Nothing original here: writing’s solitary, promoting’s the opposite. When you sign on to publish your book-- whether you’re doing-it-yourself or being published in the established way—you accept the fact that you’ll have to do some promo. Unless you’re Philip Roth, you’re probably going to have to sell yourself around a little. If you don’t, chances are that your book will end up under the bed with your unpublished ones, just a’languishing.

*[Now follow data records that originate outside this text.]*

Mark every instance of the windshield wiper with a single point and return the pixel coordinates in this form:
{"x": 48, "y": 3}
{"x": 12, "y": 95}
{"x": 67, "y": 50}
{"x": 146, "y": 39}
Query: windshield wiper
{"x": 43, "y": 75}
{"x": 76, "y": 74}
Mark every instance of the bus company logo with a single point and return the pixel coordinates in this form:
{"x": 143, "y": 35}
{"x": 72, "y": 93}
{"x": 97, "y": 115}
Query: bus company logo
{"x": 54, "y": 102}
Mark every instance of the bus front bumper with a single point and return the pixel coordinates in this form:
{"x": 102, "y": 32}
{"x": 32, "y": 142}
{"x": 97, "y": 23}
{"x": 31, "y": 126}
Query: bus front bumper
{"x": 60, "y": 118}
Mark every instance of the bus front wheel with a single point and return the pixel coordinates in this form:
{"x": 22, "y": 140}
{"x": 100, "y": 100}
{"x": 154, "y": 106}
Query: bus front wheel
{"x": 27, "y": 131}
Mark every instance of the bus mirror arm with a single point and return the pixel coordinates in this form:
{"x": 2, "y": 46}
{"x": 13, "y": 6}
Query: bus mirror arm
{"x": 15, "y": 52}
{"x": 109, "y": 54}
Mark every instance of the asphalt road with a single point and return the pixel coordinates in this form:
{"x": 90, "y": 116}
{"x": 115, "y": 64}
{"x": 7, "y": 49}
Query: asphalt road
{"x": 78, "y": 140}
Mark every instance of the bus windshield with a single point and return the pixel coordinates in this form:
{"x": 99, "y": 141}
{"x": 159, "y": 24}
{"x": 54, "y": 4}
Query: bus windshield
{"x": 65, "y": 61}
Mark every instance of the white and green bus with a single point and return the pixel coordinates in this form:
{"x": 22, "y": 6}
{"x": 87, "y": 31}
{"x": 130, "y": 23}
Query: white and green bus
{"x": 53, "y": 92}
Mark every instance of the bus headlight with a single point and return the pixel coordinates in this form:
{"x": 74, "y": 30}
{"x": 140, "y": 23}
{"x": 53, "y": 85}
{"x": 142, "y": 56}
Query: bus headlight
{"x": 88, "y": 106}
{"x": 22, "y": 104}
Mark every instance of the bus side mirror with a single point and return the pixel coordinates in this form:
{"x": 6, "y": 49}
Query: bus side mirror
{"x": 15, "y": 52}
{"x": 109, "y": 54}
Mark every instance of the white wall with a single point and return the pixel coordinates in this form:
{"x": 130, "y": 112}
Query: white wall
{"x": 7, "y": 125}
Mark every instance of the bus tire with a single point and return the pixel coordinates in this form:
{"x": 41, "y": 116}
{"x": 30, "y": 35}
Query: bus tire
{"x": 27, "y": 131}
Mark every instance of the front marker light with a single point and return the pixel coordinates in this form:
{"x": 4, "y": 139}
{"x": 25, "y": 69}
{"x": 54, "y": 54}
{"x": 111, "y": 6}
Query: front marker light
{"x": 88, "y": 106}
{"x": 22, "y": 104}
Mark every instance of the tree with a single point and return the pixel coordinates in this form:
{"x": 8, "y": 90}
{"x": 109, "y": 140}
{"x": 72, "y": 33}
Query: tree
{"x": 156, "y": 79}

You build your website (and then you have to tell people to go to it), you email book clubs, you post reviews, you try to avoid saturating your buddies with stuff about what is, after all, just a little bitty novel. The thing is: you worked hard on your novel, you want to coddle it some, you know that it’s likely that its day in the sun is limited and you want it to get a nice little tan while it can.
A week ago I spent a day in NYC at a private book fair. The fair-goers fell into two groups. Group A was comprised of representatives from institutions which might like to ask you to come talk to them, ie: they were lecture scouts. Group B was comprised of a whole lot of authors. We authors had 2 minutes each (by which I mean 120 seconds and no more) to describe the books that we’d taken 2-6 years to write. We were to describe them in witty, self-deprecating, self-promoting, enthusiastic, kinda cool, unhurried, competent, well-dressed-but-not-overly-so, nerveless, intelligent-nay-brilliant sort of ways. We authors—of whom there were 50-- had written novels, dog books, political books, historical books, joke books, and books about how to get good deals when you go shopping. We authors, who were seated in alphabetical order, were unknowns (hiya), best-selling authors, Pulitzer prize-winners, actresses whose faces you know, serious scholarly authors with books from Oxford University Press, lady novelists (hiya), tall, short (hiya), etc.
I was seated next to Michael Ellsberg, the son of Daniel Ellsberg who released the Pentagon Papers which exposed the web of lies upon which our involvement in the Viet Nam war was based. Michael Ellsberg’s book is called The Power of Eye-Contact which supports the idea that eye contact can lead to successful dating. On the other side of Michael Ellsberg was a guy who’d written a scholarly book about Nixon and knew a lot about the Pentagon Papers. Subsequent to Michael Ellsberg’s 2 minutes, everyone who went up to the podium made some crack about looking at the “eye contact guy.” 50 authors at 2 minutes each equals an hour and a half or so. There was a lot of interesting info, some squirming, quite a bit of laughter as we each took our turns.
Afterwards there was a meet-and-greet. I’m bad at those. I’m friendly but I like small groups. I’m not good in crowds. In large groups I tend to talk about inappropriate things in monosyllables. I drank wine but it didn’t help. I talked to a scholar about eastern religion and I talked to a lady about her dog and then I made a totally lame pass around the room and then I’d had it. I figure: it’s good to know your limitations. If I’m going to become a world-changing author, it’s going to have to be my writing that does it because my personality isn’t going to sell me, for me. Or something.
So I headed out. I walked out onto Park Avenue and then up towards Fifth to hail a cab. I’m from a small town and haven’t experienced much cab-hailing. I looked around for a good spot and some nice cabbie recognized something about my body-language: he pulled over right in front of me. No hailing even necessary! I smiled, climbed in and told him my destination. As we pulled away he looked in his rear-view mirror and said, in his lovely Persian accent, “Good eye contact, hunh?”
In the end, no eye contact needed for the butt in the chair part, but when promoting your book, it’s probably not a bad idea.